APOCYNÉES. — PLUMÉRIÉES. Fam. nat. — PENTANDRIE MONOGYNIE. L.
Cette jolie plante se trouve partout à la campagne et nous montre sa fleur d'un bleu pur et céleste dans les beaux jours du mois de mai. Son nom de violette des sorciers rappelle quelques emplois mystérieux qu'on en a faits. En Italie, on en tresse des couronnes qu'on dépose sur le cercueil des jeunes filles et des jeunes garçons. En Belgique, il était d'usage, au rapport de Simon Pauli, d'en semer les fleurs sous les pas des fiancées d'une réputation intacte ; de là son nom flamand de madedgen-palm. La vue de la pervenche
charmait J.-J. Rousseau et lui rappelait les douces émotions de sa jeunesse ; Mme de Warens la lui avait fait connaître aux Charmettes.
Description. — Racines grêles, rampantes, fibreuses, noirâtres. — Tiges ligneuses, glabres, rampantes. — Feuilles médiocrement pétiolées, opposées, entières, ovales, un peu lancéolées. — Fleurs solitaires et axillaires, toujours vertes (mai-juin). - Calice à cinq divisions. — Corolle tubulée, dilatée au sommet et divisée en cinq lobes tronqués obliquement, à gorge munie de poils étalés et couronnés par une membrane annulaire. - Cinq étamines à filaments élargis vers le sommet. — Anthères rapprochées, non saillantes. — Un style et un stigmate composé de deux parties, une supérieure en tête et l'autre inférieure en écusson. — Fruit formé de deux capsules allongées, folliculaires, à semences peltées.
Parties usitées. — Les feuilles.
Récolte. — On récolte ordinairement ces feuilles un peu avant la floraison ; mais on peut les recueillir en toute saison. La dessiccation n'en change pas la forme.
[Culture. — Cette plante se multiplie de graines ou de rejetons, en terre fraîche et légère.]

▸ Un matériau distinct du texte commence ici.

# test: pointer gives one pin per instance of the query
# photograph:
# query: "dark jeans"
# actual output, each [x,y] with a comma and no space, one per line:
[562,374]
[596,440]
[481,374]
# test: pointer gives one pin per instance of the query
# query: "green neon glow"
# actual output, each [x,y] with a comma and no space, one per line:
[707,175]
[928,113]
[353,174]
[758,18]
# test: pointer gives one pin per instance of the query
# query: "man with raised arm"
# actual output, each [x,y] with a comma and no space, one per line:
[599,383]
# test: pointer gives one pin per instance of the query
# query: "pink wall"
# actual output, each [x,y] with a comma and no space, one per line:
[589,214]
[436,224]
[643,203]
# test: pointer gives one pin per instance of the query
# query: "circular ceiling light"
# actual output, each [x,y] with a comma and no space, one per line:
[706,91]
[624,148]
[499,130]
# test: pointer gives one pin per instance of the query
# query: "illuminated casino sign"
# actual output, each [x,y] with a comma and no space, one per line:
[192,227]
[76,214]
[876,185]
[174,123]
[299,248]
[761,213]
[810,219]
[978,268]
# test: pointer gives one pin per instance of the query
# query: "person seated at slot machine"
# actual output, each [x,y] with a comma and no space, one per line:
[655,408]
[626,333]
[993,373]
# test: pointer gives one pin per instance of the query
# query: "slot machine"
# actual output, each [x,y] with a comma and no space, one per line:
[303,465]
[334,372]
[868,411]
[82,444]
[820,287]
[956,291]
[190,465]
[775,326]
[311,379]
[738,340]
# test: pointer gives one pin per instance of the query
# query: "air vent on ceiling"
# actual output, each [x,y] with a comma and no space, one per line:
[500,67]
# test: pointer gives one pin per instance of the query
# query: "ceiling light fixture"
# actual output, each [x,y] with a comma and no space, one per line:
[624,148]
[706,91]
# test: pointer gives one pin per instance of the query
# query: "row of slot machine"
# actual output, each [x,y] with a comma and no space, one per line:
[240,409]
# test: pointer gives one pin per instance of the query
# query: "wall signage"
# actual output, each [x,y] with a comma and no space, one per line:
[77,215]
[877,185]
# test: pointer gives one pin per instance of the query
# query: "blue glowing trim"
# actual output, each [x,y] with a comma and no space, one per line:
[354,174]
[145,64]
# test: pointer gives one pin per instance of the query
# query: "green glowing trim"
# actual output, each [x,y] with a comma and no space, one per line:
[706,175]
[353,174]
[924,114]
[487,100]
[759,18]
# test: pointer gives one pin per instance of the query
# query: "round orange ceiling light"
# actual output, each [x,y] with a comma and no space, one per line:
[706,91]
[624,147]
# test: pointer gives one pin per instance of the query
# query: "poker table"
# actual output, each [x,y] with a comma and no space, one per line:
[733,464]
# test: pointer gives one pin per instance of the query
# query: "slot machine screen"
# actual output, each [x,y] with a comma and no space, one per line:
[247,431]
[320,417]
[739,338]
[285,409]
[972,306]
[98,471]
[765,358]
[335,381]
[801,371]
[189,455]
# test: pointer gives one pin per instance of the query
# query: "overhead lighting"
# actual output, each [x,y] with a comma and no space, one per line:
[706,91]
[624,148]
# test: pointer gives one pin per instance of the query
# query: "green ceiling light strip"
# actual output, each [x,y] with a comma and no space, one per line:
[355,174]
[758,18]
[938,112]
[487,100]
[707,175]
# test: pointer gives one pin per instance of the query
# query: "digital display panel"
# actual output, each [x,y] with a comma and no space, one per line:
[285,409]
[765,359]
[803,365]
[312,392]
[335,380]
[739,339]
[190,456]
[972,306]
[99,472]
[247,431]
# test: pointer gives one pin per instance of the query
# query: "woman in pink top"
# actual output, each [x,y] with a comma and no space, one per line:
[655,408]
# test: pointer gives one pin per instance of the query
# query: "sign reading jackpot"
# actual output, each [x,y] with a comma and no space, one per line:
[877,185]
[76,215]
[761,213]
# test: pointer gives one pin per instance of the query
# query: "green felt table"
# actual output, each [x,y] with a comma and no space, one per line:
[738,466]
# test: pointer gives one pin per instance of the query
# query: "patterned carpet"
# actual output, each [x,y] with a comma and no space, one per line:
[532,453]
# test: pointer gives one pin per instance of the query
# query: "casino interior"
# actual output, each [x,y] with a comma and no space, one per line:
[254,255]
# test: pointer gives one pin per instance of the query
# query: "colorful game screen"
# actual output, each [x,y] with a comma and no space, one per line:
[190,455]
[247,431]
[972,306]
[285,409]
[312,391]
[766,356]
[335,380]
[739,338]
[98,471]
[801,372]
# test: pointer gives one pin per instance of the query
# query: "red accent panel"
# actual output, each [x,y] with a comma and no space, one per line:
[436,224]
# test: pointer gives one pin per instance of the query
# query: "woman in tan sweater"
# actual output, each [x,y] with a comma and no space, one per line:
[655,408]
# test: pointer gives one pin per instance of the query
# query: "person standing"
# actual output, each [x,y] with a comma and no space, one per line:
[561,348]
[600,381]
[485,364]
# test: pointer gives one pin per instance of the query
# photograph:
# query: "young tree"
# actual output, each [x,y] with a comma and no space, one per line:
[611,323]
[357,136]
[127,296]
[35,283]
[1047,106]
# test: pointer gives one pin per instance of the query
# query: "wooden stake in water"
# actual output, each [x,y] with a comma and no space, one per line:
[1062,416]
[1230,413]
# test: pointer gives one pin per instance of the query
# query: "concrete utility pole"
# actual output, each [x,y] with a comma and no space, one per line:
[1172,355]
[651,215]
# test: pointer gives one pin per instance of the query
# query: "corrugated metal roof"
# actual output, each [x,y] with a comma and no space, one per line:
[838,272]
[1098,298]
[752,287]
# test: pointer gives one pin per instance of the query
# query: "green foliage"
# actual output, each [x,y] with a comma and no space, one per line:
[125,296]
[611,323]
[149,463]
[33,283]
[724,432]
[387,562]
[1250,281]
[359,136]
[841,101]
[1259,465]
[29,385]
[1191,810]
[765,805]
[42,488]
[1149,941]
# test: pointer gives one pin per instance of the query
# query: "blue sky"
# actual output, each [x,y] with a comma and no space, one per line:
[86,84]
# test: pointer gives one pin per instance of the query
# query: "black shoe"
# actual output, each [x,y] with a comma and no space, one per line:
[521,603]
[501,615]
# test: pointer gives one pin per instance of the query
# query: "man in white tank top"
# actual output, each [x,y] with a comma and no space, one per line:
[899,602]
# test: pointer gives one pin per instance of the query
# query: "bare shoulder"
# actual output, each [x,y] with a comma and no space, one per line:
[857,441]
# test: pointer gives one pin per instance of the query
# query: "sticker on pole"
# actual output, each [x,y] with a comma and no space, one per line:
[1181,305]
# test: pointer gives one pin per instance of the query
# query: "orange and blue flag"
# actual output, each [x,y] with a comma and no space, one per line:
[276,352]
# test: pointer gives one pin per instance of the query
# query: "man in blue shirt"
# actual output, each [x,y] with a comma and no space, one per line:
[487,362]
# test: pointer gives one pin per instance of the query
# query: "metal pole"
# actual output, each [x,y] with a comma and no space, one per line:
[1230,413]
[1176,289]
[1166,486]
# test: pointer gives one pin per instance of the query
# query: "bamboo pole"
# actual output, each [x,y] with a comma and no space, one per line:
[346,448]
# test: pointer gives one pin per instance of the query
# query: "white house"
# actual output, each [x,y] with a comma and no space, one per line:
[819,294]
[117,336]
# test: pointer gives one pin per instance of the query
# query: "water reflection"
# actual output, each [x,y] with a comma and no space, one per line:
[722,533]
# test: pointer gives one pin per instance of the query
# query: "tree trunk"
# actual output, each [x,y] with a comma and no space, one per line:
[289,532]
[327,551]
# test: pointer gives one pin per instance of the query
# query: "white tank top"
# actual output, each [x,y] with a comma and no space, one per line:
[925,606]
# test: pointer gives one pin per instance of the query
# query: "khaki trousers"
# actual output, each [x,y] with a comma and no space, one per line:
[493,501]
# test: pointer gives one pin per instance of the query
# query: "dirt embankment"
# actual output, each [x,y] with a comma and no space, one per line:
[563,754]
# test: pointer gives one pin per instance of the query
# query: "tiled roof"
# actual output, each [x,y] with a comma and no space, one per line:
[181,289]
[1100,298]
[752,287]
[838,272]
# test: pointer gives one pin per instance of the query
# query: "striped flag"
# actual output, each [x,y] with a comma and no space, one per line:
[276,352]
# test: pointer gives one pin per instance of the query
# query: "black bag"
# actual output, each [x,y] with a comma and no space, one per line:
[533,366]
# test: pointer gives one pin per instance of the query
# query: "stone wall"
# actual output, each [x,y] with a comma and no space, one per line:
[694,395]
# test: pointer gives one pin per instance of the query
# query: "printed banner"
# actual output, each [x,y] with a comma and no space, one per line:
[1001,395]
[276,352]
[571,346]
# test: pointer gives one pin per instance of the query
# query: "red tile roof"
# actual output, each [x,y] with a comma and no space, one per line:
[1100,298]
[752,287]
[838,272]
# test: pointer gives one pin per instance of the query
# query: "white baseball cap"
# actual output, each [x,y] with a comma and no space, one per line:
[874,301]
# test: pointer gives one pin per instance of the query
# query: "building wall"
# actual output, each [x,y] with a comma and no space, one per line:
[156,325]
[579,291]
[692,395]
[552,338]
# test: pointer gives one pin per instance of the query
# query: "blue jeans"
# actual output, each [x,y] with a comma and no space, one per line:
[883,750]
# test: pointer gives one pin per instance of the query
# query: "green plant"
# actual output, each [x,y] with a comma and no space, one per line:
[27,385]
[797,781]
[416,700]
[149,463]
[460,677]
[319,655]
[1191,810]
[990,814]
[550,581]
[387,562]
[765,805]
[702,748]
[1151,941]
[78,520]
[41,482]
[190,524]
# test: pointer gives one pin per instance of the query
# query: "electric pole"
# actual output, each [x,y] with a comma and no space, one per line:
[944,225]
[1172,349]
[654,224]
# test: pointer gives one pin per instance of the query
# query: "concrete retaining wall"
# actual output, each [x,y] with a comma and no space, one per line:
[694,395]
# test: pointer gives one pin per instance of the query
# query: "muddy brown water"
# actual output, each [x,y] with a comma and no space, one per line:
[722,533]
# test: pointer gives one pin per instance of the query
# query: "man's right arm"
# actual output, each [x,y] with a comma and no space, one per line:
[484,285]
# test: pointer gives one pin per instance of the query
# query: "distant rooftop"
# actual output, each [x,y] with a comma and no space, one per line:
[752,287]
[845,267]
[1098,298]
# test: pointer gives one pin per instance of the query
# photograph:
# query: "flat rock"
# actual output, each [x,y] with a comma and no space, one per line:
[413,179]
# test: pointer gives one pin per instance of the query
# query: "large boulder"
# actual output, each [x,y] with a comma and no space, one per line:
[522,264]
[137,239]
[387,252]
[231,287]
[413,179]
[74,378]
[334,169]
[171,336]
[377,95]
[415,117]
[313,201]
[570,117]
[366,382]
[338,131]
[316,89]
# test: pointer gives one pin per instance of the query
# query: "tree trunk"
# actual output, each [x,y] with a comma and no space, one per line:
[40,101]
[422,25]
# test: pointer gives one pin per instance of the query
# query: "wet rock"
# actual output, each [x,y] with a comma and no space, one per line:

Propriétés physiques et chimiques. — Cette plante est inodore ; sa saveur, amère dans l'état frais, devient astringente après la dessiccation. Son principe amer est soluble dans l'eau, à laquelle il communique une grande amertume. Cette eau donne un précipité noir par son contact avec le sulfate de fer. — Les feuilles, au rapport de Decandolle, ont été employées au tannage des cuirs. — On s'en sert aussi pour raccommoder les vins qui tournent au gras.
La peryenche a toujours été considérée comme vulnéraire et astringente. Elle a joui d'une grande célébrité. Jean Agricola[1] prétend qu'elle est le plus souverain des remèdes que l'on puisse employer dans l'inflammation des amygdales et de la luette. « Si la luette est enflammée et allongée, dit cet auteur, et prête d'étrangler le malade, faites bouillir de la pervenche dans de l'eau pour gargariser la tumeur. Ce gargarisme tire une quantité prodigieuse de pituite visqueuse, et, par ce moyen, remet les parties et rend le passage de l'air libre. « On l'a crue efficace dans les affections pulmonaires. Mme de Sévigné recommandait souvent à sa fille la bonne petite pervenche contre les douleurs de poitrine dont elle se plaignait. On l'a administrée contre les hémorrhagies qui ont pu s'arrêter d'elles-mêmes, ce qui arrive fréquemment par le repos et un régime convenable. Combien de fois la répuration d'un médicament s'est établie sur les résultats heureux des efforts de la nature.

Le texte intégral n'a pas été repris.